Even before setting foot on campus, college students are warned about peer pressure. The danger of peer pressure is its ability to normalize harmful behavior. However, just as the development of the atomic bomb resulted in the creation of a clean energy alternative, our collective understanding of this psychological weapon gives us an opportunity to use its power for good. While peer pressure can normalize harmful behavior, it can also effectively normalize healthy behavior. The same way that there are dangers to the use of nuclear power, there are admittedly potential flaws to using peer pressure in the pursuit of a positive goal. However, it is overall an effective tool that acts as a guiding force for the uninformed in determining acceptable behavior.
Robert Frank, a Cornell University economics professor, supports this idea by arguing that peer pressure can be used to mobilize the fight against climate change. With regards to installing solar panels, recycling more, eating less meat or taking public transportation, Frank emphasizes that “if your peers see you engaging in these behaviors, they’re more likely to follow suit.” The same principles of peer pressure in the fight against climate change can be applied to the fight against racism. If your friends see you engaging in anti-racist behaviors, they’re more likely to follow suit. This is the phenomenon of positive peer pressure: the ability of pressure from one’s peers to influence one to do something positive. Positive peer pressure has proven to be a necessary and effective tool in mobilizing our nation’s most recent push in the fight against systemic racism.

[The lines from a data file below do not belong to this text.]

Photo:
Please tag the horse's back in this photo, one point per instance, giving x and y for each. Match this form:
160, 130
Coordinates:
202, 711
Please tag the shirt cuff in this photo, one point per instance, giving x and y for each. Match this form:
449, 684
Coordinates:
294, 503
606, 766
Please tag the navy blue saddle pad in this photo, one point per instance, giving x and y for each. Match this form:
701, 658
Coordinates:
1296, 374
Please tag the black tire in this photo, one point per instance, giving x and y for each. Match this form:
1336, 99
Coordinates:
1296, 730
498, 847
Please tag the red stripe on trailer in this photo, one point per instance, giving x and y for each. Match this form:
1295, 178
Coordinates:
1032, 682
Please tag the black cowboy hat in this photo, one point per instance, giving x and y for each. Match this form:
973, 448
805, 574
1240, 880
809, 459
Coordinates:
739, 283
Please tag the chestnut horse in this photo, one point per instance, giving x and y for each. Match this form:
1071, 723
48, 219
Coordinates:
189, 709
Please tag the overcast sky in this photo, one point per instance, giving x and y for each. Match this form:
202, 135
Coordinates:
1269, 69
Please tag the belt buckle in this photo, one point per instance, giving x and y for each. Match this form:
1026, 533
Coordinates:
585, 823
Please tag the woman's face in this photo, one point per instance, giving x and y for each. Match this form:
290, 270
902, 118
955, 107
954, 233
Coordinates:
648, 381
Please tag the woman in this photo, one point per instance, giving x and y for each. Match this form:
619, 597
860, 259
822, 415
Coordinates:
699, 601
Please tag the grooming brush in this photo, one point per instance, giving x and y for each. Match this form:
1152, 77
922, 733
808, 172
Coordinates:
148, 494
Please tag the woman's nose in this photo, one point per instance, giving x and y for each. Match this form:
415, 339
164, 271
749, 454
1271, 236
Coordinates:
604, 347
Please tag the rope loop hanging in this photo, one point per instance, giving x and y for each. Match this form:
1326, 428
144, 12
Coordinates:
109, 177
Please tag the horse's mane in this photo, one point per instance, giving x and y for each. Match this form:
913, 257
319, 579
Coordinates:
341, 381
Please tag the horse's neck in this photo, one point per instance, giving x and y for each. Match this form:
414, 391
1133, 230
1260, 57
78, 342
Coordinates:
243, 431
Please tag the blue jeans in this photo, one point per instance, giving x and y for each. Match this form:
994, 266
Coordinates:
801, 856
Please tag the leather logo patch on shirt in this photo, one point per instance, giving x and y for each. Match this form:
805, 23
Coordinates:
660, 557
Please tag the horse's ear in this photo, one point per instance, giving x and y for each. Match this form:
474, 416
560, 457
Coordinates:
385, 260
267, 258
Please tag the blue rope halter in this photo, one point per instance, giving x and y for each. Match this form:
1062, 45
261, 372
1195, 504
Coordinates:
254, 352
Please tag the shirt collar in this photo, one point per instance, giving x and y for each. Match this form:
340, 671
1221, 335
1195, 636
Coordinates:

Since the murder of George Floyd, there has been a wave of positive peer pressure across social media platforms, disrupting the usual feed of largely mindless content. There are petitions to sign, organizations to support and educational resources to consult. Consumers of social media are asked to reflect, participate and call upon their friends to do the same. With each refresh, users feel an inevitable pressure to not hide behind a like, comment or follow, but to act in support of the Black Lives Matter movement.
Positive peer pressure on social media has become a means through which people can hold one another accountable in the fight against racism. The most public example of this was in the case of NFL star quarterback Drew Brees. In an interview on June 3, the day after all of social media paused to consider the persistence of systemic racism in our nation, Drew Brees called national anthem protests “disrespectful.” Brees had made similar comments condemning Colin Kaepernick in 2016, but faced little backlash at the time. This time, after a storm of peer pressure in the form of backlash on social media, he was held accountable. Brees apologized the next day, saying his comments were “insensitive and completely missed the mark.”
I support the use of positive peer pressure in the fight against racism, but I recognize the counterarguments that exist. As I see it, there are two relatively minor flaws in using this tactic, and a third flaw that is of utmost significance. The first flaw is that, in theory, positive peer pressure shouldn’t have to be used. Drew Brees should have gotten it right the first time. While I understand this argument, as a white man who will never completely understand the lived experience of racism, I know what it’s like to get it wrong when discussing race. Positive peer pressure, while it wouldn’t have to exist in an ideal world, provides an avenue through which privileged individuals like myself can educate and better themselves.
The second minor flaw is that positive peer pressure creates an environment in which it becomes difficult to distinguish between activism and performative activism — the practice by which people participate in activism to increase or protect one’s social capital rather than for true devotion to the cause. Intention, not just action, matters in the fight against racism. In an ideal world, all anti-racist action would be done with the best of intentions. However, intentions are a mystery, actions are much easier to measure and anti-racist action with selfish intentions is better than no anti-racist action at all.
The final flaw in using positive peer pressure to generate anti-racist action is that it is most effective in public forums. This flaw is much more difficult to argue against than the previous two. Put simply, in the absence of peers, peer pressure has much less of an influence. Right now, anti-racists are producing a high level of anti-racist action, but what happens when these people aren’t around?
This reality of the required presence of peers in the function of positive peer pressure is particularly troubling because a voting booth — a key breeding ground for change — is a private space. Inside the voting booth, there is no accountability. Our current president is campaigning on the existence of a “silent majority” because, within the walls of a voting booth, that silent majority is able to resist the forces of positive peer pressure and keep racists, like Donald Trump, in office. In order for the recent upturn in anti-racist activity to make a tangible impact on the ballot box, the anti-racist voices of our peers must be internalized, not just retweeted. Even after ballots are cast, positive peer pressure must persist.